What do we know about current rates of breakthrough infections in the United States? Unfortunately not much because the critical data to provide reliable answers are not being systematically collected in the United States. While the Centers for Disease Control and Prevention (CDC) does track hospitalizations and deaths associated with COVID-19, the CDC does not currently count all breakthrough infections — such as vaccinated people who experience mild symptoms or those who don’t experience any symptoms at all. Because we don’t know how many breakthrough infections exist in our country, we can’t begin to answer the question of whether vaccinated people may be transmitting infection in significant numbers to others, including children. The answer is important for guiding public health policy including masking recommendations for both unvaccinated and vaccinated people.
A recent study from the Kaiser Family Foundation attempted to determine the rate of breakthrough infections by piecing together data from websites and other available data sources posted by public health agencies from all fifty states and the District of Columbia.
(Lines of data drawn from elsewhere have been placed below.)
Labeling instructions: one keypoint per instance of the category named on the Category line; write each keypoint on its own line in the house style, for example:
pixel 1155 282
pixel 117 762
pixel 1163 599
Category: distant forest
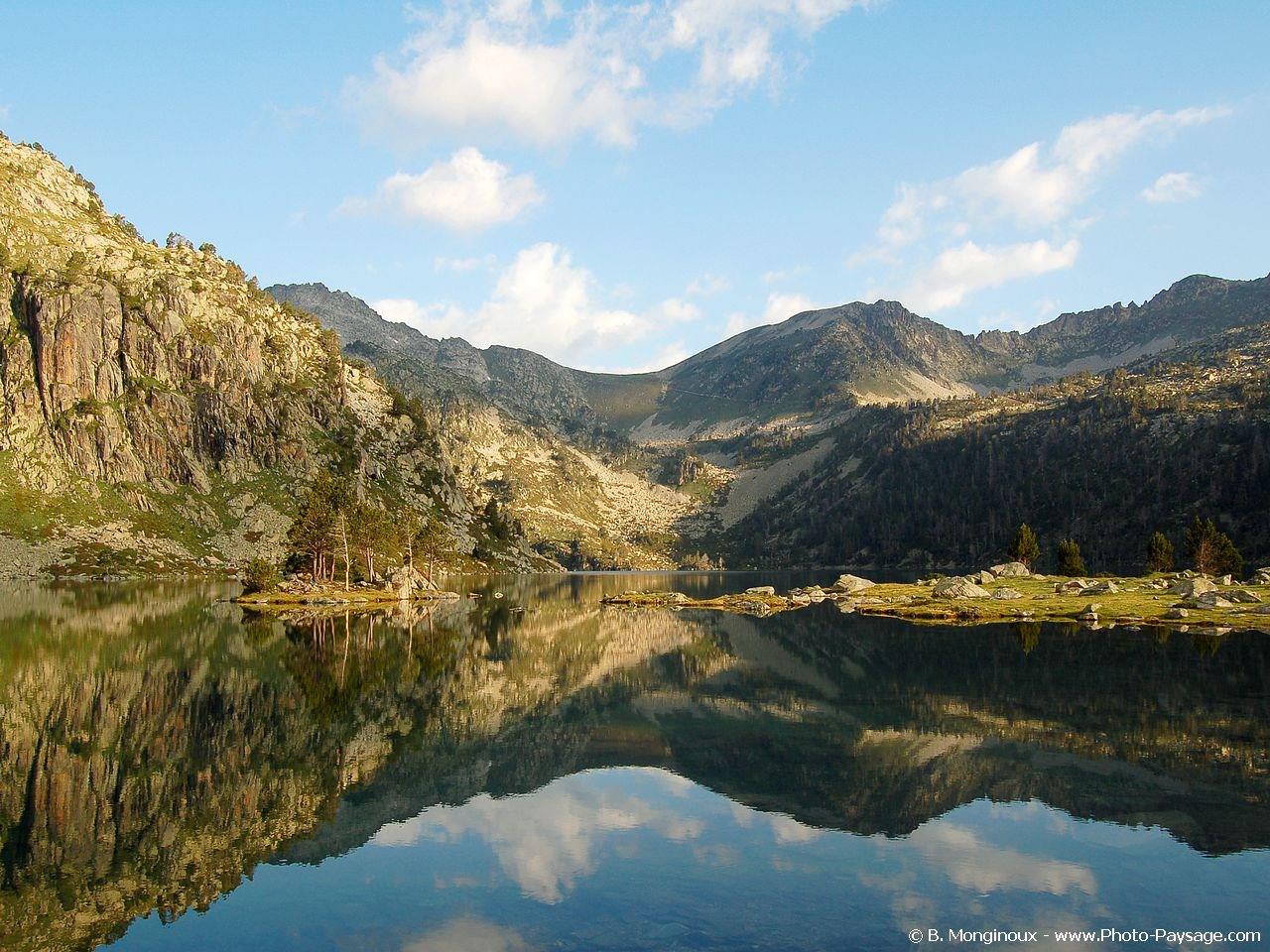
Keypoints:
pixel 1107 467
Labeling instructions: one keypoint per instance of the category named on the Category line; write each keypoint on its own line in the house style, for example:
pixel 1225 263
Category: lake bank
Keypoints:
pixel 1174 599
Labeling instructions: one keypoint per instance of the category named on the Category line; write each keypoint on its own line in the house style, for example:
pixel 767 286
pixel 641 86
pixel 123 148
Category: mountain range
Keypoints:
pixel 160 412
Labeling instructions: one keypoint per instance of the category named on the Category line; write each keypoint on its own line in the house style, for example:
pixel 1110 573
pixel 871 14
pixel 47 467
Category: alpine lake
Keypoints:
pixel 529 771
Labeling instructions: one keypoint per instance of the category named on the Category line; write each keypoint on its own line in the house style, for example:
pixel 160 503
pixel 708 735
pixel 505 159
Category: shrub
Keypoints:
pixel 1160 553
pixel 1210 549
pixel 1025 548
pixel 1070 561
They found that only about half of states have some data on breakthrough infections, and only a fraction of those are regularly updating their data.
Controlled randomized clinical trials have provided key scientific data that led the FDA to grant full approval to the Pfizer vaccine. But in addition to controlled clinical trials, we need reliable public health surveillance data in order to conduct studies that track the real-world effectiveness of vaccines in populations. Public health surveillance data helps answer timely questions such as: How stable is vaccine protection over time against the current predominant Delta variant or against new emerging variants across our communities and all segments of our population? Without this information, we jeopardize our efforts to protect the health of our communities.
With vaccine booster shots on the immediate horizon, now is the time to get health information data systems ready to help answer key questions including the real-world effectiveness of boosters. A recent study in England evaluated the real-world effectiveness of vaccines for preventing symptomatic Delta variant infections, and a new nationwide study in Israel demonstrated the real-world effectiveness of boosters against the variant among people over 60 years of age who had been fully vaccinated at least five months previously. These studies were possible because of a network of national, interconnected (linkable) data systems. We can learn from these and other countries about building public health data systems.
Our nation’s public health surveillance data system in the United States is not a single network, but instead more than fifty separate state and local systems that are woefully inadequate and severely understaffed. Accurate and linkable real-time data are the cornerstone for developing effective public health control strategies and sounding the alarm when pivots are necessary to address shifting trends in emerging infectious diseases. The time is long overdue to invest in our public health data infrastructure, beginning with a national blueprint that can serve as a framework for our path forward.
Public health data is our compass — it guides scientists and policy makers — and the public should be able to count on its robust collection to help keep us all healthy and prevent future pandemics.